Mr Micheal appeared beside her panting heavily. "Kid...stop running... off like that." He clamped a hand over her shoulder.

"Can I go in?" She asked, still staring up at the letters.

He shook his head. "Not a good idea Tokunbo. Your father doesn't want you stressed."

"Please? Just one peek? I just want to see how he's doing and we'll leave." She begged. "Please."

After a minute of hesitancy he nodded and they walked through the glass doors together.
______________________________

Andrew Adigwe's ward room was loud. No there was no one but her there, but there were four machines that kept making beeps at different intervals. The resulting sound was cacophonous and most definitely annoying. But Andrew laid on the bed silently, oblivious to the irritating sounds.

She took a few steps towards him. She barely knew him. Scratch that, she had no idea who he was when he came upon her in Demi's house. All her instincts focused on keeping the diary and surviving the brawl. And it was all useless. Demi was still on the loose and she had to be detained in a cell.

They had said the wounds she inflicted on him were bad. They lied. The wounds were horrifying. His face looked mashed up even though it had been three months. A tube, connected to one of the machines, passed through his bandaged head into his body. Other tubes went through his mouth,nose and somewhere in his back. Shivers ran up her spine and see recoiled in horror.

"I did that." She whispered, her hands shaking. She glanced at them and saw it. Blood. They covered her hands. Suddenly she was holding the bicycle handle. She tried to throw it away, she shook at her fingers needing to let it go. But it wouldn't drop. It stuck to her hands and dripped.

Blood.

"Get off!" She yelled and shook at her hand violently. "Get off my hands! Why won't you get off? Kuro! Go away."

Panting with fear, she glanced up to find water and saw Andrew's eyes opened. They were black and souless. A scream tore at her throat and she fell to the ground scurrying backwards.

"Tokunbo!" Mr Micheal rushee into the room with a dozen of other people and she opened her eyes. She hadn't realized she had closed them. She peeked at the unconscious body on the bed and saw his eyes closed. The bicycle handle was nowhere to be seen and the blood was gone.

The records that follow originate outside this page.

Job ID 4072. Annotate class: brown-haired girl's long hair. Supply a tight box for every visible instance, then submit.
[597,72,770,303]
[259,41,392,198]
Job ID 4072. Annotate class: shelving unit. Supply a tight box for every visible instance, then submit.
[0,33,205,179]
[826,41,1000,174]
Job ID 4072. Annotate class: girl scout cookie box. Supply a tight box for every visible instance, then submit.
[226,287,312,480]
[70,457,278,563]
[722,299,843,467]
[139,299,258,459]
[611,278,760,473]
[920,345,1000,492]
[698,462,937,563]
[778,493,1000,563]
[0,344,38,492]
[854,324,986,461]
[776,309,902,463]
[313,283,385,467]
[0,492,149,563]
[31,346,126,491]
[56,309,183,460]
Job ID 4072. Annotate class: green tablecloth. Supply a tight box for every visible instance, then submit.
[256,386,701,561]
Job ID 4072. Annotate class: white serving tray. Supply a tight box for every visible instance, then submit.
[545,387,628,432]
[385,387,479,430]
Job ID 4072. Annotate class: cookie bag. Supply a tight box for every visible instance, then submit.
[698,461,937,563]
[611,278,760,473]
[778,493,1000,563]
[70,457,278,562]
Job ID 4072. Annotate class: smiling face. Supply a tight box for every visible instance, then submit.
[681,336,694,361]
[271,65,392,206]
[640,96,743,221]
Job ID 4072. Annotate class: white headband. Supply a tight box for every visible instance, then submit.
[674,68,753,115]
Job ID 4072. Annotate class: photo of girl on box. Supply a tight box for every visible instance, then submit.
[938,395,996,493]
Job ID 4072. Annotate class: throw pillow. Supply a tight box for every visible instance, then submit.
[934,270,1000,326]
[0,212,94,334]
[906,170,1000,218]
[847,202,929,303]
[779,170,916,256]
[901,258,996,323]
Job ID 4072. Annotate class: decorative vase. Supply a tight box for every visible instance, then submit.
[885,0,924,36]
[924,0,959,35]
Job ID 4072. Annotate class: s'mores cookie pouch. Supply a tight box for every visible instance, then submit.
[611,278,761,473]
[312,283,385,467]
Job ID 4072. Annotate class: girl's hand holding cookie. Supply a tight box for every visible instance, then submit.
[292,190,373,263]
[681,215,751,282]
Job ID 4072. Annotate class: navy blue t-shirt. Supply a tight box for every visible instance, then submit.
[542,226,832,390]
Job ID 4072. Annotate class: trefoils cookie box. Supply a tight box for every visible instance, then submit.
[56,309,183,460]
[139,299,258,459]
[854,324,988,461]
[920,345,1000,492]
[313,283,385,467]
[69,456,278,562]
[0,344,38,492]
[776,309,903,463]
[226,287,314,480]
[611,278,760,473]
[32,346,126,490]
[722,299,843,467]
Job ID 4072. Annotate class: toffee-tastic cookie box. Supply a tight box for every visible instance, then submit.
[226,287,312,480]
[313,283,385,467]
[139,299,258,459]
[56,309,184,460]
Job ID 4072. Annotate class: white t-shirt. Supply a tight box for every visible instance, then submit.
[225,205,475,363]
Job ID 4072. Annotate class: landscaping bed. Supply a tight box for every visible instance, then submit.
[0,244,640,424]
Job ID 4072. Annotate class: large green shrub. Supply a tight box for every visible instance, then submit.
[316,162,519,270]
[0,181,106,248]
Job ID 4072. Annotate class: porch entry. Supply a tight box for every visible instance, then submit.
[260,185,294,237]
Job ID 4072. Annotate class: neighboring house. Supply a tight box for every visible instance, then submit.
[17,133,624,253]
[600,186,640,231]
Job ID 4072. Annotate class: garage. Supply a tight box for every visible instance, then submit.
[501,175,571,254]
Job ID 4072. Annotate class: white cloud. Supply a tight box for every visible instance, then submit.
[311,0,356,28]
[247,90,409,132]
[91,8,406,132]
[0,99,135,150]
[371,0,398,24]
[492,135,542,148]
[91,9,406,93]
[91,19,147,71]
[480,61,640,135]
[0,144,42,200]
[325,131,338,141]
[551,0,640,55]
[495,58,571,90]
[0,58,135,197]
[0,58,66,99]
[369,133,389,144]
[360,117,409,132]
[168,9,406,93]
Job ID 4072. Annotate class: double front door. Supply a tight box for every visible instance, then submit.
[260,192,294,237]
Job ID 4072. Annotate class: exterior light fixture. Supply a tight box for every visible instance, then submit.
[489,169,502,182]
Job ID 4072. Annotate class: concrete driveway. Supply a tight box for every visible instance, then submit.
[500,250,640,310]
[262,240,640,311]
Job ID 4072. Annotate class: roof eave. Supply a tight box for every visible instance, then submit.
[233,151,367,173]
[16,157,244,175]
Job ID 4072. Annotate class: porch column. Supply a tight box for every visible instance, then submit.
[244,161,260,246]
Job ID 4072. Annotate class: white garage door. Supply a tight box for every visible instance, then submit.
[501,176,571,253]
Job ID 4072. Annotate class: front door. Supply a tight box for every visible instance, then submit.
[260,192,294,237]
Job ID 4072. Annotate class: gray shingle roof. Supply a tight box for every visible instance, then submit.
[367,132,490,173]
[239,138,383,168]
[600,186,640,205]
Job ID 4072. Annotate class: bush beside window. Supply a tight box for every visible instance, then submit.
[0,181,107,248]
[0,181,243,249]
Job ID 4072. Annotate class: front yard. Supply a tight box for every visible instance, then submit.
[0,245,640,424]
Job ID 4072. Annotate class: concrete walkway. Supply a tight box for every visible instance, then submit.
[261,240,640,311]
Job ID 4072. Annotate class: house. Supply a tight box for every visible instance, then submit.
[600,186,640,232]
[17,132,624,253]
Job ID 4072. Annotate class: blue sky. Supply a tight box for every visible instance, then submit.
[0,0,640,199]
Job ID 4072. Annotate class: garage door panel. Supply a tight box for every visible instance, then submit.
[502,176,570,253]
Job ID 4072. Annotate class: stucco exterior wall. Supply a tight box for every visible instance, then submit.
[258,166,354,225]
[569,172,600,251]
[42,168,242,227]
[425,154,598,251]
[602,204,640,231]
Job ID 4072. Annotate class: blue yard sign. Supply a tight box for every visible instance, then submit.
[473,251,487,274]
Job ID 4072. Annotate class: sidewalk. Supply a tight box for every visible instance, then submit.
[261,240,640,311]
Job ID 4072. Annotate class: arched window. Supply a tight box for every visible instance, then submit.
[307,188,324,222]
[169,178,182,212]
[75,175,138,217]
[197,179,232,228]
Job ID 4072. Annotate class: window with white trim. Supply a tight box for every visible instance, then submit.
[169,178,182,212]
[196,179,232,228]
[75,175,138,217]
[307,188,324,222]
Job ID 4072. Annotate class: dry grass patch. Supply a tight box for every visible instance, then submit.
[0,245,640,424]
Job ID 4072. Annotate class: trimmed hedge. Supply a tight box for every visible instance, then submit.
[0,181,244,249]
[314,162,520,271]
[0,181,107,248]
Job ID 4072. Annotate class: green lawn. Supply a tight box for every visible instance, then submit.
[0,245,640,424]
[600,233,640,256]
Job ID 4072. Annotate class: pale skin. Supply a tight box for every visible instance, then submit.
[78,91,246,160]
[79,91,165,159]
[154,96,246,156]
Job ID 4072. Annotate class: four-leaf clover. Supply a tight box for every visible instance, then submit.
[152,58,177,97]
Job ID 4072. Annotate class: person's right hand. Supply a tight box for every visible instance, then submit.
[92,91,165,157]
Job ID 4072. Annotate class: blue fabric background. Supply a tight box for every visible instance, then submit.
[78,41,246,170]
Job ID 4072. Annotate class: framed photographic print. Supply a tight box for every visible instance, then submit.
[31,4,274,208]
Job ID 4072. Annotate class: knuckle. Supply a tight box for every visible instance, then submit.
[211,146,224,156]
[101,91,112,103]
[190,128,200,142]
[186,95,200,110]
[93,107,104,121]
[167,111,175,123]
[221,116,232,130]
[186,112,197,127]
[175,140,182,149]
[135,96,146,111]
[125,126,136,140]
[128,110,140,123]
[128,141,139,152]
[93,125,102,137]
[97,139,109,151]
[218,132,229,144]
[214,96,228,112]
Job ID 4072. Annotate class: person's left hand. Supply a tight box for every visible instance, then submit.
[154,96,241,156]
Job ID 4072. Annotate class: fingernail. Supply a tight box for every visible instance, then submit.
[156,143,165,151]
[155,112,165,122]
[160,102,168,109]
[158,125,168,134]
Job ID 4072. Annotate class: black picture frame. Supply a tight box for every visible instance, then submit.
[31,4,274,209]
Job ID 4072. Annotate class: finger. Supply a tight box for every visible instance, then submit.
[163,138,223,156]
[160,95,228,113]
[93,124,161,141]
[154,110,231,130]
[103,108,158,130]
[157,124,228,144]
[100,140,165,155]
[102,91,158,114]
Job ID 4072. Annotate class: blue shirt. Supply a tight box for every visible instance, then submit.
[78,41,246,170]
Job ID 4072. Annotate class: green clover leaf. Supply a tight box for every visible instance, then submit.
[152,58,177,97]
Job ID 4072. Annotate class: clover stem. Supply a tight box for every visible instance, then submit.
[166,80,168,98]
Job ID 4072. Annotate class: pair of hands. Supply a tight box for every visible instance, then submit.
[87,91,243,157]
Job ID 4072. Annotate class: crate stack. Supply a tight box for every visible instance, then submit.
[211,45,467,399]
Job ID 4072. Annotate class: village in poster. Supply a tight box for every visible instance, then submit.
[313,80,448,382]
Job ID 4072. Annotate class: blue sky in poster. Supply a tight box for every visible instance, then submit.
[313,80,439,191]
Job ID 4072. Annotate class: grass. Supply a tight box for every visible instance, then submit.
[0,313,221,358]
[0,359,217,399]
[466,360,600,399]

"You!" A woman gasped and Tokunbo looked up at her from her position on the floor. "You... Ekwesu! What is this monster doing in my son's ward ehn?!"

Andrews mother. Fish balls.

She rose to her feet quickly feeling rather small under the woman's deathly glare. The woman who had tried to strangle her a few months ago.

"What is the witch doing here ehn?! You have come to finish your job ehn? You have come to kill my Andie?" With each word the woman stepped closer to her. "You have come to finish what they have sent you? You will not succeed! You will perish! You and all your witches! Monster!"

Her heart thudded in her chest. She glanced at the faces of the nurses that had trooped in. They looked like they agreed with the woman before her. Mr Micheal weaved his way through them and stood before her.

"Please calm down madam. We'll leave now." He urged.

The woman gave a hiss. A hiss that terrified Tokunbo. "Leave kwa? She's not going anywhere. I will kill her myself today hmm? I will kill her. Look at my son. She what she did to my son o! He cannot do anything by himself again. He needs those machines to survive you hear me? He used to be so capable, until this stick abomination of a girl came! You're a monster and with my ancestors behind me, I will kill you today."

Chaos erupted. The woman lunged for her but Micheal shoved her away, threw Tokunbo over his shoulders and tore through the increasing crowd out of the ward and the ICU. While her head dangled behind his running form, all she could think about was the woman's words. She had done that to Andrew. She had ruined his life. And even if he survived it, he would be scarred for life.

Monster...Abomination.

She now understood what her dreadful therapist meant. What he had been trying to tell her.

It's simple. I'm a Monster. And Everytime I get close to people, someone always gets hurt. Badly.